Seorang pelayan wanita yang sebelumnya sudah datang menawari menu padaku, berlari mencoba mengejar dan menghentikan dia.

“Reyn.. Kau masih bekerja!!” serunya tanpa digubris oleh sang pemilik nama. Namun, dia segera membungkam mulutnya setelah memandang ke arahku.

Aku kembali meneguk sebuah kenangan seperti di awal aku datang ke sini. Kehilangan.

Langkahku kembali menyusuri jalan pulang, meninggalkan secarik kertas wanita itu di atas meja. Dan mencoba melirik sekilas ke halte.

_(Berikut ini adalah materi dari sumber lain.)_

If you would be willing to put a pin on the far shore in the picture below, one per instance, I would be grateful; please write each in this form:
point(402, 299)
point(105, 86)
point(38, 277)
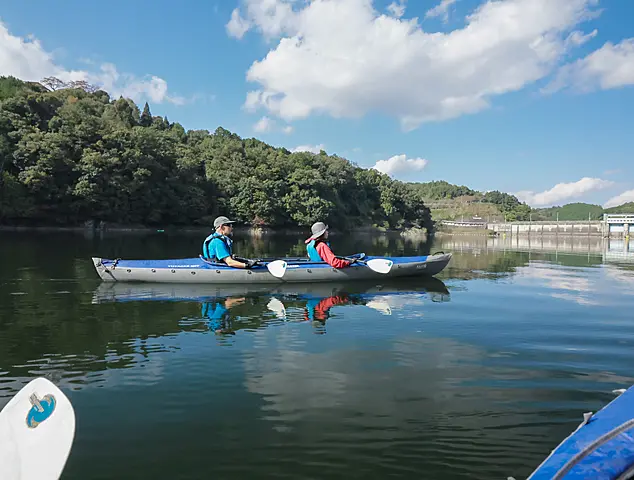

Kudapati dia tersungkur di tanah, dirinya menangis tanpa bisa dicegah. Tubuhnya berguncang dalam tangis. Aku pun sama basahnya dalam kepiluan. Kulihat sebuah payung hitam mewah itu tergeletak di dekatnya, sementara di halte itu tak ada seorang pun selain dirinya.

Aku tahu Kyle tak ingin terlalu lama membuat dirinya menunggu. Sama sepertiku dan Reyn, Kyle tak akan memberikan kesempatan.

Tanpa tahu dan sebab yang pasti, hujan mencari tahu. Urung untuk dilakukannya namun Reyn jauh mendapat kesempatan itu, dirinya hanya mampu bersembunyi—tak berani menghadapi kenyataan ini.

Dan mulai kusadari sekarang, hujan kembali menjadi saksi cinta dan kematian milik orang lain. Dan hujan telah memiliki semuanya, lengkap bersama Kyle, malaikat kematianku.